Monday, December 20, 2010

Pathfinder Zaniness: The Staff of Vomiting Win

A staff is an interesting magic item.  It allows a spellcasting character to cast spells "early".  The staff contains a spell, and a character whose class could eventually cast the spell can use the staff to cast the spell as if he or she was eighth-level.

Admittedly, there are more complicated staves.  But that's the basic idea we care about.

All staves have 10 charges.  Only a spellcaster that really can cast the spell can recharge the staff.  But a first-level character with a fully-charged staff could still use it ten times to pretend, in a small but notable manner, to be eighth-level.

Our question for the day is "How cheaply can we equip a first-level character with an insanely powerful staff"?

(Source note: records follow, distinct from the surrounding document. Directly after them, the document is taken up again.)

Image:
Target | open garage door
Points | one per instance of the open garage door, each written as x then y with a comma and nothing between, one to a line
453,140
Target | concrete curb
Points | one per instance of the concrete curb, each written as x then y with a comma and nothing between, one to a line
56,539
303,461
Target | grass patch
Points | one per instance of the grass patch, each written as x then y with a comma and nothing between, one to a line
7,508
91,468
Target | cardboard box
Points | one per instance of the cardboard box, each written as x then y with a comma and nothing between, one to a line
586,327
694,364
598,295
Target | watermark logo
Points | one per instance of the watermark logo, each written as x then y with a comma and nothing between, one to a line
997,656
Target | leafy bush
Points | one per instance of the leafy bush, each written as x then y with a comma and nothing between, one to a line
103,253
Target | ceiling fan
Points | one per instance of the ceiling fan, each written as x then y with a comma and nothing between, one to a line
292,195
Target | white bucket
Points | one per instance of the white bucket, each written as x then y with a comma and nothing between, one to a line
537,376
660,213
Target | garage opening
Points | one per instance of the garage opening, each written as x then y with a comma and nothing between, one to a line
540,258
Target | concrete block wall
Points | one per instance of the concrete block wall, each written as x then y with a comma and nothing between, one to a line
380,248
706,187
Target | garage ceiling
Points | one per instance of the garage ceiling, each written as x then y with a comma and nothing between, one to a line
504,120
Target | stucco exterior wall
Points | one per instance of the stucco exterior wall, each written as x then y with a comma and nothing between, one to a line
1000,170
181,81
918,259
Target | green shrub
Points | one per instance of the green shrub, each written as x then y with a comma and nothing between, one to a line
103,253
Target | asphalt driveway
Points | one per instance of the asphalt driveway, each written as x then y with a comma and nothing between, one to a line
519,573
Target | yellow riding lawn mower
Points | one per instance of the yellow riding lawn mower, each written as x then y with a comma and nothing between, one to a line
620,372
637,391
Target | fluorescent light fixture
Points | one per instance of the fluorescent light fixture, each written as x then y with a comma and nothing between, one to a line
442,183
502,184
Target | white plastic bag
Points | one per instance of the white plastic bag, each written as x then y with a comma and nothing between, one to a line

Obviously we could give a first-level character one of Pathfinder's most impressive magic items or artifacts to allow the character to do far more than most first-level characters.  But if the goal is to allow a first-level character to become an adventure's dangerous main villain, how inexpensively can we do this?

(There may be options for a cleverly designed first-level dangerous villain besides a staff.  Suggestions of lesser expense are welcome.)

Well, staves are fairly expensive.  They are overpriced compared to wands for first-level spells (trust me on that), so no sensible mage creates first-level staves.  But staves are affordable compared to wands for second-level spells and above.  Therefore, the least expensive staff that would be reasonably crafted would contain a single second-level spell.  That costs 6,400 gold pieces.

What would we use as an super-powerful second-level spell?  We need a spell that becomes much more potent when cast at eighth level?  Few spells qualify: usually a spell's raw power depends only upon its spell level, and the caster's level only increased duration or provides other minor benefit.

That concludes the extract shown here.